Αρχειοθήκη ιστολογίου

Σάββατο 9 Φεβρουαρίου 2019

Outcomes and cost implications of microvascular reconstructions of the head and neck

Abstract

Background

Critical review of current head and neck reconstructive practices as related to free flap donor sites and their impact on clinical outcomes and cost.

Methods

Retrospective multicenter review of free tissue transfer reconstruction of head and neck defects (n = 1315). Variables reviewed: defect, indication, T classification, operative duration, and complications. A convenience sample was selected for analysis of overall (operative and inpatient admission) charges per hospitalization (n = 400).

Results

Mean charges of hospitalization by donor tissue: radial forearm free flap (RFFF) $127 636 (n = 183), osteocutaneous RFFF (OCRFFF) $125 456 (n = 70), anterior lateral thigh $133 781 (n = 54), fibula $140 747 (n = 42), latissimus $208 890 (n = 24), rectus $169 637 (n = 18), scapula $128 712 (n = 4), and ulna $110 716 (n = 5; P = .16).
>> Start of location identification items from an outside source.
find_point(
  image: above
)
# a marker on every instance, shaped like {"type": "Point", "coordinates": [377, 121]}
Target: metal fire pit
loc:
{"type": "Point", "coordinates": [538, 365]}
Mean operative times for malignant lesions stratified by T classification: 6.9 hours (±25 minutes) for T1, 7.0 hours (±16 minutes) for T2, 7.3 hours (±17 minutes) for T3, and 7.8 hours (±11 minutes) for T4 (P < .0001). Complications correlated with differences in mean charges: minor surgical ($123 720), medical ($216 387), and major surgical ($169 821; P < .001). Operations for advanced malignant lesions had higher mean charges: T1 lesions ($106 506) compared to T2/T3 lesions ($133 080; P = .03) and T4 lesions ($142 183; P = .02). On multivariate analysis, the length of stay, operative duration, and type a postoperative complication were factors affecting overall charges for the hospitalization (P < .018).

Conclusion

Conclusion: The RFFF and OCRFFF had the lowest complication rates, length of hospitalization, duration of operation, and mean charges of hospitalization. Advanced stage malignant disease correlated with increased hospitalization length, operative time, and complication rates resulting in higher hospitalization charges.